Expedia started posting reviews in December. Anyone who books a hotel on Expedia can rate service, room cleanliness, hotel condition and room comfort on a five-point scale.
Customers are invited to write a short review and include a "traveler's tip," such as "Watch out for bums in Union Square" that appeared under a review of the Serrano Hotel in San Francisco.
Expedia, which books rooms for about 60,000 hotels, limits the reviews to 17,000 "Expedia Special Rate" hotels, and requires reviewers to verify their stay by registering with Expedia.
"This way people know that it's not some hotel manager trying to do a positive review," said Expedia spokeswoman Kari Swartz.
Expedia doesn't post e-mail addresses.
Writers are identified by their first name and last initial or the city and state where they live. Reviews are removed after a year.
Travelocity has been posting reviews since 2000. It requires reviewers to register, but not necessarily book through the site. They can choose to include an e-mail address in their postings or stay anonymous. Reviews stay up for one year.
Fodors.com lets readers sound off in a "Rants and Raves" section next to a listing of recommended hotels for various destinations. Reviewers submit first names and e-mail addressees (posted at their discretion). Reviews remain up for several years.
California-based VirtualTourist (www.virtualtourist.com)posts reviews written by any of its more than 500,000 members who create personalized Web pages and swap travel advice. Membership is free and requires an online name (not necessarily real) and an e-mail address which is posted along with the review.

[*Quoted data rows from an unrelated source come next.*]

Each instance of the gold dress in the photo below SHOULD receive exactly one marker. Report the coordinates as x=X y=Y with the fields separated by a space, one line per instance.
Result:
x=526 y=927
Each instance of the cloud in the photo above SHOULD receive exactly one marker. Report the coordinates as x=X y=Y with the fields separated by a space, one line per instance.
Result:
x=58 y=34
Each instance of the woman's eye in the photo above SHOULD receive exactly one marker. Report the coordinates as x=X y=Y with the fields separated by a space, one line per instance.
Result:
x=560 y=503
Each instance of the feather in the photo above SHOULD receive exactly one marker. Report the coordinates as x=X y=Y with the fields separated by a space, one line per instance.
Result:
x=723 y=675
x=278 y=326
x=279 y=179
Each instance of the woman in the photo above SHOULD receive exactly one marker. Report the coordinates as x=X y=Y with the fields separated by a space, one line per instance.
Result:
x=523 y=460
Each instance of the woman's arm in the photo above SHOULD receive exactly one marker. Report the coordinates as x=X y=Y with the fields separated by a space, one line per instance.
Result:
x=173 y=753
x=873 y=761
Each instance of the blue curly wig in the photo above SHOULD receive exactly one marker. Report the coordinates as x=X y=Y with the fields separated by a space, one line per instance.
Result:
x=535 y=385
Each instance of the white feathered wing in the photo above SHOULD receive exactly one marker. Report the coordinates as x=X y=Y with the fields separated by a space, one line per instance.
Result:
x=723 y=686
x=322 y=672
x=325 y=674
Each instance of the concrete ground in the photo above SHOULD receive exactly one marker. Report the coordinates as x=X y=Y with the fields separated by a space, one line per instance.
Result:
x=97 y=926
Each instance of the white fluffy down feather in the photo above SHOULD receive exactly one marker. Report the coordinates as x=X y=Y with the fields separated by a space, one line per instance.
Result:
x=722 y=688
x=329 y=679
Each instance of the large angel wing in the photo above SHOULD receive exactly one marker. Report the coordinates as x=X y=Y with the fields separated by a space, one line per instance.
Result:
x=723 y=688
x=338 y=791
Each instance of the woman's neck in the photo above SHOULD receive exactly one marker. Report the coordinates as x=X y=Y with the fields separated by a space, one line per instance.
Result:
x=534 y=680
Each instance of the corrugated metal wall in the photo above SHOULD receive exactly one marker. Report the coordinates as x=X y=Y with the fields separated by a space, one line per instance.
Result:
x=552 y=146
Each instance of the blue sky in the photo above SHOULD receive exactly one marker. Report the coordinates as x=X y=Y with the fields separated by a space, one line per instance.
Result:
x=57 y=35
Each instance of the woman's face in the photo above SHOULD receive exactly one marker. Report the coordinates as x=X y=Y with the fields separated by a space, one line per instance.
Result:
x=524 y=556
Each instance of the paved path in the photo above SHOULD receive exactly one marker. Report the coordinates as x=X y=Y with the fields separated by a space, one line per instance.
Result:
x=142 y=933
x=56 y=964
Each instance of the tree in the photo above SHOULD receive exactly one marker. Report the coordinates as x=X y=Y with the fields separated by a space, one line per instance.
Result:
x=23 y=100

Postings on Rick Steves' Graffiti Wall include the person's full name, city and state and often their e-mail address. Various forums provide travelers with ways to share random information on hotels listed in Steves' guidebooks as well as tips on bed and breakfasts, youth hostels, apartments and farmhouse inns.
Hotels can respondExpedia, Travelocity and other sites in the business of promoting and booking hotels listed on their sites say they don't ax negative comments, but they do respond if a hotel complains.

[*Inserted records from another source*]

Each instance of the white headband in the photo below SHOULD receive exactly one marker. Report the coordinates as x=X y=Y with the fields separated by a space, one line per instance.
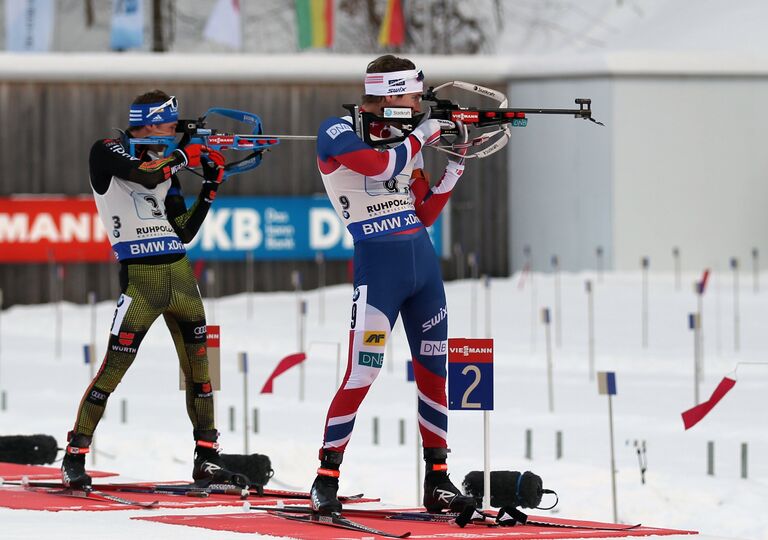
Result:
x=394 y=83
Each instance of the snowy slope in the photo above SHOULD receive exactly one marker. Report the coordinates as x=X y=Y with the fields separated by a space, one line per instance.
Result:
x=654 y=387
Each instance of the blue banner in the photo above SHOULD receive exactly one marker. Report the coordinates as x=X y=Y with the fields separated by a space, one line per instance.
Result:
x=28 y=25
x=127 y=25
x=277 y=228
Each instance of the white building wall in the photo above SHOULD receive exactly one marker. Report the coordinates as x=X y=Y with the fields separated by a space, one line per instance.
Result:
x=561 y=175
x=691 y=170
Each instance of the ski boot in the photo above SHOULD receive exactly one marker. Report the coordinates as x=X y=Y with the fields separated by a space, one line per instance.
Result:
x=73 y=473
x=208 y=468
x=324 y=490
x=439 y=492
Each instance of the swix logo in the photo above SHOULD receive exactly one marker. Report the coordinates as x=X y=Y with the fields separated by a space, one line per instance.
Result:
x=468 y=117
x=427 y=326
x=433 y=348
x=224 y=140
x=375 y=338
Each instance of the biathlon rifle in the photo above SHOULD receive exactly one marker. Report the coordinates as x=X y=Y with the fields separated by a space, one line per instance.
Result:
x=196 y=132
x=494 y=124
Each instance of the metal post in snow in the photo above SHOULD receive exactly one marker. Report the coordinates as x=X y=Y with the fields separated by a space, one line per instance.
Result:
x=736 y=315
x=558 y=307
x=488 y=325
x=210 y=289
x=755 y=271
x=599 y=255
x=249 y=285
x=590 y=329
x=606 y=385
x=534 y=313
x=243 y=364
x=320 y=261
x=694 y=324
x=548 y=338
x=676 y=257
x=472 y=262
x=645 y=263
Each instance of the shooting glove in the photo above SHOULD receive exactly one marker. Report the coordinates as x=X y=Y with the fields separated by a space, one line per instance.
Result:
x=213 y=172
x=191 y=154
x=428 y=132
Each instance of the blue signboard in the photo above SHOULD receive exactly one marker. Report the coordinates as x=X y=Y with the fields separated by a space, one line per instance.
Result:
x=277 y=228
x=470 y=374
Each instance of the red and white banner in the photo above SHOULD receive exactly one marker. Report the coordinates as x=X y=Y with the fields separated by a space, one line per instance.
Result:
x=45 y=229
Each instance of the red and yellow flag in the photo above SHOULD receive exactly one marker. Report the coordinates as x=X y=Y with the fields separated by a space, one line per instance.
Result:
x=315 y=23
x=392 y=33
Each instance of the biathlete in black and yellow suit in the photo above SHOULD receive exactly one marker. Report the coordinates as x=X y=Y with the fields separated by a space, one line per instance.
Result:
x=140 y=202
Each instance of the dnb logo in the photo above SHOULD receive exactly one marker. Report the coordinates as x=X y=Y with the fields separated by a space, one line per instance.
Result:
x=374 y=360
x=375 y=338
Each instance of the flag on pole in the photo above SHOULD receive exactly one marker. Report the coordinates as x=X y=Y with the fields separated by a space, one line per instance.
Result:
x=127 y=25
x=314 y=20
x=692 y=416
x=284 y=365
x=223 y=25
x=28 y=25
x=392 y=33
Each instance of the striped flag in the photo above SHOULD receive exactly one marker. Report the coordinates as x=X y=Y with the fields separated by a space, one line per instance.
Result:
x=392 y=33
x=223 y=25
x=314 y=20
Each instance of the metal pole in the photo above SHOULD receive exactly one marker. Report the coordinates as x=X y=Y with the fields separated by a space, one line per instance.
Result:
x=488 y=324
x=693 y=324
x=644 y=262
x=676 y=257
x=755 y=271
x=590 y=329
x=558 y=308
x=249 y=283
x=320 y=260
x=302 y=370
x=599 y=254
x=243 y=357
x=486 y=460
x=736 y=321
x=472 y=262
x=548 y=339
x=613 y=460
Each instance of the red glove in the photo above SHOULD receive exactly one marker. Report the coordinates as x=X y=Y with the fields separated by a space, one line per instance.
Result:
x=191 y=154
x=213 y=166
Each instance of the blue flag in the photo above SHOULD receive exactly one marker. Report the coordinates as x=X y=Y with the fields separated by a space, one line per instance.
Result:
x=127 y=24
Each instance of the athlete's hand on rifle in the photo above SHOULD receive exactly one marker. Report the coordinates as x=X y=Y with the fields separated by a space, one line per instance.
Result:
x=428 y=132
x=213 y=172
x=191 y=154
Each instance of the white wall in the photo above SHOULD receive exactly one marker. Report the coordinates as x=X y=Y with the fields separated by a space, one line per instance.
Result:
x=691 y=170
x=560 y=174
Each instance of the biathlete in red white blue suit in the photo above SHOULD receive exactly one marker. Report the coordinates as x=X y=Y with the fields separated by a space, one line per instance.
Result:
x=385 y=200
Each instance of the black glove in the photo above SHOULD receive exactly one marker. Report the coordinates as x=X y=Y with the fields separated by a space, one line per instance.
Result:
x=213 y=172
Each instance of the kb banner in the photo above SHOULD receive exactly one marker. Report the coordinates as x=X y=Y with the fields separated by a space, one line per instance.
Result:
x=68 y=229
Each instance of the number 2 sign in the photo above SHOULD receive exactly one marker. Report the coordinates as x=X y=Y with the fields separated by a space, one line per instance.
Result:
x=470 y=374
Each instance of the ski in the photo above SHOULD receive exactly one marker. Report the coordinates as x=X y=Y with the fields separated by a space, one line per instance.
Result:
x=336 y=520
x=469 y=517
x=95 y=495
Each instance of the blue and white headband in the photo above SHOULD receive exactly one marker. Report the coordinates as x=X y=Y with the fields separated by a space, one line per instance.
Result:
x=394 y=83
x=147 y=114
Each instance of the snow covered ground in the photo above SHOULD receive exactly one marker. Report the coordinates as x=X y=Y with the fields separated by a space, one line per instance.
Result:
x=655 y=384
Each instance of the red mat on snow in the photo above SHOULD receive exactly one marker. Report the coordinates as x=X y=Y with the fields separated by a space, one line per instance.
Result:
x=15 y=472
x=262 y=523
x=18 y=498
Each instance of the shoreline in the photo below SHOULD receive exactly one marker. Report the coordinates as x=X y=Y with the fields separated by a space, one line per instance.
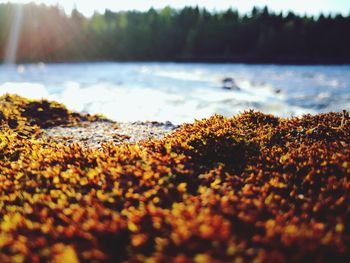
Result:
x=94 y=134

"We don't feel there's any value in offering a one-sided equation," said Expedia's Swartz. "If a hotel feels (a comment) is unfounded or the customer is completely out in left field, they have the opportunity to post a response."
San Francisco-based Kimpton Hotels, a chain of 40 hotels in 16 cities including Seattle, asks its managers to monitor Internet postings.
News of favorable reviews appears in the company newsletter or on employee bulletin boards.
"If it's unfavorable, we deal with it as best we can," said Kimpton Vice President Andrew Freeman. "We may not be able to get to the guest who wrote it, but sometimes there might be a trend, so it's important to review that."
Positive or negative reviews can have an effect on bookings, Freeman said.
"We have not seen a trend in lost business from the sites, but that's an immeasurable thing. How do you know?"
Kimpton will sometimes ask that a review be removed if the problem has been resolved. Often the sites comply.
"When a hotel manager contacts us and they're unhappy, we take that seriously," said TripAdvisor's Welch. "We will get in touch with the reviewer and take steps on our own to make sure they have indeed stayed at the hotel, and if not, we'll take it down."
One customer recently e-mailed TripAdvisor saying that the hotel promised a refund if they would remove their review. TripAdvisor agreed to delete it.
"The important thing is to read a sampling and look for the trends," Welch said. "If one person had a horrible experience, was it something that seemed to be a unique situation?
"On the flip side, if there's a hotel that many people are saying is not great and there's one terrific review, you can usually read between the lines."